Even in the most successful and happiest of marriages couples fight. In fact, most experts agree that a few occasional disagreements usually aren’t a big deal, and in fact can often lead to a clearing of the air, and lead to improvements in the relationship.
However, couples fighting continuously, and especially how they fight, can have a serious impact on the emotional well-being of their children.
In most cases, a typical parental argument will have little or no negative effects on children. But when parents shout and are angry with each other, when they consistently withdraw or give each other the “silent treatment”, problems can and often do arise.
Studies have shown that from as young as six months, children who are exposed to consistent conflict have increased heart rates and stress hormone responses. Infants, children, and adolescents can show signs of disrupted early brain development, sleep disturbance, anxiety, depression, and other serious emotional and behavioral problems as a result of living with severe or chronic inter-parental conflict.
Researchers believe high-conflict marriages take a toll on a child’s mental health for several reasons:
- Kids are emotionally insecure – Fighting undermines kids’ sense of security about the stability of the family. Children exposed to a lot of fighting may worry about divorce or wonder when one parent’s silent treatment is going to end. It can make it difficult for them to have a sense of normalcy in the family since fights may be unpredictable.
- The parent-child relationship may be affected – High-conflict situations are stressful for parents too. And a stressed-out parent might not spend a lot of time with kids. In addition, the quality of the relationship may be affected as it may be difficult for parents to show warmth and affection when they’re angry and upset with the other parent.

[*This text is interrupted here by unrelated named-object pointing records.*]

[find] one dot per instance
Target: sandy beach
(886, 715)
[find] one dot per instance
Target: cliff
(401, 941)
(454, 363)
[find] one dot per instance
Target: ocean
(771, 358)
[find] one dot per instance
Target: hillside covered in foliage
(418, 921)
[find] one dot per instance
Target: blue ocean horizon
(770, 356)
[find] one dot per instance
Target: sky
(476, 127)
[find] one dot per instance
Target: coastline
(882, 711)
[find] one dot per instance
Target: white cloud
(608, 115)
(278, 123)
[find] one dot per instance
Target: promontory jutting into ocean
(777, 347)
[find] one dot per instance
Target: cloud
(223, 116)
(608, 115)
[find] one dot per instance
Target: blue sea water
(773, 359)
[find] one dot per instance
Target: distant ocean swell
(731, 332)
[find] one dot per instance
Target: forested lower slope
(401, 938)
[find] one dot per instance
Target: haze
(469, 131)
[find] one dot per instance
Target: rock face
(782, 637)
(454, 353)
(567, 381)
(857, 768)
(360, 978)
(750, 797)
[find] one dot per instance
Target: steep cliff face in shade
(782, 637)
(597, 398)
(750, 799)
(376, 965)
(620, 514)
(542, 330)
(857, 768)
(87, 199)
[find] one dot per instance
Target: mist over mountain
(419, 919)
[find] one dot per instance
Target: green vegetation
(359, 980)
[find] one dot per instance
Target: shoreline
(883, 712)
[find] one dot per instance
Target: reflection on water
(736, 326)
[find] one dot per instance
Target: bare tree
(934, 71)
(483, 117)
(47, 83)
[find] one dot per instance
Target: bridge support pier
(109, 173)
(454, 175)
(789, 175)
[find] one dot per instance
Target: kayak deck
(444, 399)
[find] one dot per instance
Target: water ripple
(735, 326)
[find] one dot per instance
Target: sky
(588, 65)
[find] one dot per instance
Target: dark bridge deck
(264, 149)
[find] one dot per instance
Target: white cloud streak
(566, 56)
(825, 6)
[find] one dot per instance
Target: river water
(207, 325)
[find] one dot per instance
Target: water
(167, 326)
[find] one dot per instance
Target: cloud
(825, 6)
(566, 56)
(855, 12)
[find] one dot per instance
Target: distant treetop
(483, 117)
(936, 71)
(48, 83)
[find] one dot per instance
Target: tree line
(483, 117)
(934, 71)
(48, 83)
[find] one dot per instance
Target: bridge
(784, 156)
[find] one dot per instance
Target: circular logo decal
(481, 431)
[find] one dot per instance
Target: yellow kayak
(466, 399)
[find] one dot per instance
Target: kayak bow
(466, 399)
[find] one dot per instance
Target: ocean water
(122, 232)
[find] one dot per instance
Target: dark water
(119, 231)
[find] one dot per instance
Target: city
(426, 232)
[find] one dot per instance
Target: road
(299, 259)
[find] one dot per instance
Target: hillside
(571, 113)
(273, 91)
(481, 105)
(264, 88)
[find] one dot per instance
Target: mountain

- Fighting creates a stressful environment – Overhearing frequent or intense fighting is stressful for kids. Stress can take a toll on their physical and psychological well-being and interfere with normal, healthy development.
When Does Fighting Become Problematic?
No matter the age of your children or whether you’re seeing effects of marital strife, take a close look at how you argue. Just because your fights don’t get physical doesn’t mean they aren’t harmful to your kids. Destructive disagreement tactics that could have a negative impact on children include:
- Threats of abandonment (such as threatening to leave the house or divorce)
- Any form of physical aggression (including throwing things or punching things in anger)
- Walking out or withdrawing from the argument
- Capitulation (giving into the other parent when there’s not really a solution)
Remember, that a spat or two doesn’t mean you’ve irreparably harmed your child. However, you might want to take a few steps to lessen the effects of what they saw and heard.
Indeed, studies have shown that children respond well when parents explain or resolve – in an appropriate way – what an argument was about. When parents successfully resolve arguments, children can learn important positive lessons that can help them navigate their own emotions and relationships beyond the family circle.
Helping parents understand how their relationships affect children’s development sets the stage for healthy children today – and healthy families in the future.